Christian Scientists should recognize that they can no more shirk the duties which come through church membership than they can shirk the demonstration of Christian Science in their own lives if they wish to continue to reap, in increasing measure, the fruits of the teaching of Christian Science. Indifference on this point may account for delayed healings and their seeming inability to avail themselves of the ministrations of the Christ, Truth.
We cannot hope to enter the kingdom of heaven without helping to keep open the avenues whereby others may enter.

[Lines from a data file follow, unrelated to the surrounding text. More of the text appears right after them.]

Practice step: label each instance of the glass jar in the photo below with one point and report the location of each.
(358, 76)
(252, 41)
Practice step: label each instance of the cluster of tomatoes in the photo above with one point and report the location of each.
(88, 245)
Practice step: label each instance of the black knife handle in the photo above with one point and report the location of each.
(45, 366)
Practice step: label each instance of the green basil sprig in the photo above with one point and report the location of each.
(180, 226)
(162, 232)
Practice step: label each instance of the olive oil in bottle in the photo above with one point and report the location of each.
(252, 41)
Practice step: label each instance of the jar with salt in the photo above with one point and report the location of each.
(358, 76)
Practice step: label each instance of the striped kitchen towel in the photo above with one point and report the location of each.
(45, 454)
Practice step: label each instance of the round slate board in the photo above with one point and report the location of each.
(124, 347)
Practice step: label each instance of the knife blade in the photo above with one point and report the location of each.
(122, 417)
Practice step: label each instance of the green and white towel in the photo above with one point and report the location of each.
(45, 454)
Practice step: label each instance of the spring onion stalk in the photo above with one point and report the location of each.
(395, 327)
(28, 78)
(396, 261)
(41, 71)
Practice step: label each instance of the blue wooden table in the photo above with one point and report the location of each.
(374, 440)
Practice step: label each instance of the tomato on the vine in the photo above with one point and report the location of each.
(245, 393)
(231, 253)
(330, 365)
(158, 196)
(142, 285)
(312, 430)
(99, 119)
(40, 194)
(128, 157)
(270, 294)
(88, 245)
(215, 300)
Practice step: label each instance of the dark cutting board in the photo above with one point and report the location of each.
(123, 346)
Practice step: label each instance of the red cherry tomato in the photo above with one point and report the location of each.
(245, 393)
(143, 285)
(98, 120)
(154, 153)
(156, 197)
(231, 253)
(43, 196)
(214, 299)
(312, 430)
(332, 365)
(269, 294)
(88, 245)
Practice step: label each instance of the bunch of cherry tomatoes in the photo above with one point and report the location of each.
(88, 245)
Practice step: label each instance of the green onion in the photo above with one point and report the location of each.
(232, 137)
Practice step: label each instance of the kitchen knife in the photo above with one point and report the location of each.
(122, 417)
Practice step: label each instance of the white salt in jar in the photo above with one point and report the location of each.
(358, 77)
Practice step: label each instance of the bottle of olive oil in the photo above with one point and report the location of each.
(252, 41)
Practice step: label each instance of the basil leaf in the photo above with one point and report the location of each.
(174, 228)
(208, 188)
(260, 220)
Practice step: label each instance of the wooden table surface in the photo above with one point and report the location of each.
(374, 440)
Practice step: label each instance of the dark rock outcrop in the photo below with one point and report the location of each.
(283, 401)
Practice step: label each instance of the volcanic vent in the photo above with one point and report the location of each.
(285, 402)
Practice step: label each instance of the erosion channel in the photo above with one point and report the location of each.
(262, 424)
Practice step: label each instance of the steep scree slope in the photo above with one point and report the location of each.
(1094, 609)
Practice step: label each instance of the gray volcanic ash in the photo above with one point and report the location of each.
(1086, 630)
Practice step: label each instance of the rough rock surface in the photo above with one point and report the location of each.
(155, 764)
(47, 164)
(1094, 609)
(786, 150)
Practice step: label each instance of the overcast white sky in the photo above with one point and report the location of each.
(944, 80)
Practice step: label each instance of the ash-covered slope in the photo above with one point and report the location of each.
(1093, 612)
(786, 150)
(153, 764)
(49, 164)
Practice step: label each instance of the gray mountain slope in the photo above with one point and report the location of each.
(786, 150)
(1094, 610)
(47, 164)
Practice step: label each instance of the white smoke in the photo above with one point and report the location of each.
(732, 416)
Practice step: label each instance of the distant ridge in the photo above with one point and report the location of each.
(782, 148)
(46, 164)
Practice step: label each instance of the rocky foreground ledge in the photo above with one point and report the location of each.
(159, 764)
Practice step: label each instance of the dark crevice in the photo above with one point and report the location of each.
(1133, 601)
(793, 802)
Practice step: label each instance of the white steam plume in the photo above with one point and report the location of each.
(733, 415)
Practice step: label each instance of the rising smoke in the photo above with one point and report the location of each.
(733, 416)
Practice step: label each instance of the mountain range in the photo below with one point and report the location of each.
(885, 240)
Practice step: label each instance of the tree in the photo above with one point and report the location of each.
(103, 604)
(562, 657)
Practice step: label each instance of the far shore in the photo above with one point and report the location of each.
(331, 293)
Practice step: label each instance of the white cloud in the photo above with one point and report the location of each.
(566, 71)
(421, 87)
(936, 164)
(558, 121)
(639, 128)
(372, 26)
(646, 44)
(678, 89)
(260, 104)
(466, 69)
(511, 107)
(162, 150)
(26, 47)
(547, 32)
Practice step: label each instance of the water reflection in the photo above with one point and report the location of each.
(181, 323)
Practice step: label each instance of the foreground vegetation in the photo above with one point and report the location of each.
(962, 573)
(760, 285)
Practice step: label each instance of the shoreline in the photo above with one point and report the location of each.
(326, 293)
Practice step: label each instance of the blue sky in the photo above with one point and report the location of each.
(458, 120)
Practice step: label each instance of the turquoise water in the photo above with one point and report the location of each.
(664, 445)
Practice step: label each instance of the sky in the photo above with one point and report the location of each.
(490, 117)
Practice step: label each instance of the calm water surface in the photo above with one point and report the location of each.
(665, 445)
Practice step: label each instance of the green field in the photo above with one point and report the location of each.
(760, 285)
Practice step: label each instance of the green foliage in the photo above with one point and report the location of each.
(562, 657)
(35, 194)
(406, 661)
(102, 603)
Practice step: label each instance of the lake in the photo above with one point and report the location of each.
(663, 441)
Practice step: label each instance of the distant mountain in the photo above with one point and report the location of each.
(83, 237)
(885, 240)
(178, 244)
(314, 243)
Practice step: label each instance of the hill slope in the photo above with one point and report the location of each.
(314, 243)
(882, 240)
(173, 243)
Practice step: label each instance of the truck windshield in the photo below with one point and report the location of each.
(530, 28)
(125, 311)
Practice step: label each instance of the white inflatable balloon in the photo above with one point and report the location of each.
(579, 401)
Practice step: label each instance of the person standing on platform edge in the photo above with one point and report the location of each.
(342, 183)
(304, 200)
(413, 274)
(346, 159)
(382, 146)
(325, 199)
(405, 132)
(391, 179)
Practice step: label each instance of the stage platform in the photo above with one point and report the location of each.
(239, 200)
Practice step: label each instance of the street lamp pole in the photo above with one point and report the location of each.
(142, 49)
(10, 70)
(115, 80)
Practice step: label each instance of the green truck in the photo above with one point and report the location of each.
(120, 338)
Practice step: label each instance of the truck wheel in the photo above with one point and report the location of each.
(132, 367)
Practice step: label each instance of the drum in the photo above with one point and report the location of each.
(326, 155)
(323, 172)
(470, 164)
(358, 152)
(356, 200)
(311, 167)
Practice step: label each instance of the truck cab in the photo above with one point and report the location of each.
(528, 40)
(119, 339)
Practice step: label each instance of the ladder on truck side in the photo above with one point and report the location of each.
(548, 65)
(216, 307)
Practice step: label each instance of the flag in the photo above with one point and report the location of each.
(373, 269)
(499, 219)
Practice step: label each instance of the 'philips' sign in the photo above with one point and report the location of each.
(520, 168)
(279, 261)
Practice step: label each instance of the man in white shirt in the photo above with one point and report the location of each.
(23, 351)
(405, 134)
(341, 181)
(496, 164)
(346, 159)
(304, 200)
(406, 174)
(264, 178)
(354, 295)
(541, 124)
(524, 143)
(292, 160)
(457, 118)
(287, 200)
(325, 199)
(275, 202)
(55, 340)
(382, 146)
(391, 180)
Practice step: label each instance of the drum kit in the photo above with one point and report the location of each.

The Christian Science church, founded by Mrs. Eddy, is such an avenue, and its members are proving, times without number, that one means of spiritual progress is the privilege of serving their church through its activities. The discipline that comes from learning to work together in love and the exercise of patience in our efforts to establish the kingdom of heaven on earth, further individual growth. Thus are we brought to the mount of revelation, from which we envision man's God-given perfection and dominion. Through increasing understanding we learn instantly to deny with authority every argument of error that may present itself for acceptance as real.
Mrs. Eddy admonishes (ibid., p. 390): "Suffer no claim of sin or of sickness to grow upon the thought. Dismiss it with an abiding conviction that it is illegitimate, because you know that God is no more the author of sickness than He is of sin." To give us a firm foundation for our confidence in being able thus to dismiss error, she reassuringly adds, "You have no law of His to support the necessity either of sin or sickness, but you have divine authority for denying that necessity and healing the sick." Many students of Christian Science can testify that obedience to this admonition has borne them on strong, unfaltering wings above the temptation to yield to or acknowledge a power apart from God, and quick healing for themselves or others has followed.
Every proof of God's power teaches us to discontinue the foolish and dangerous habit of entertaining, dwelling on, or indulging the first suggestion of evil. Christian Science prepares us to deny evil instantly with the denouncement: You are illegitimate because God is not your author, nor does His law support you. I cannot know you because you are not known of God. Thus will our demonstrations become more and more unlabored, sure, prompt, and joyous, "for the battle is not your's, but God's."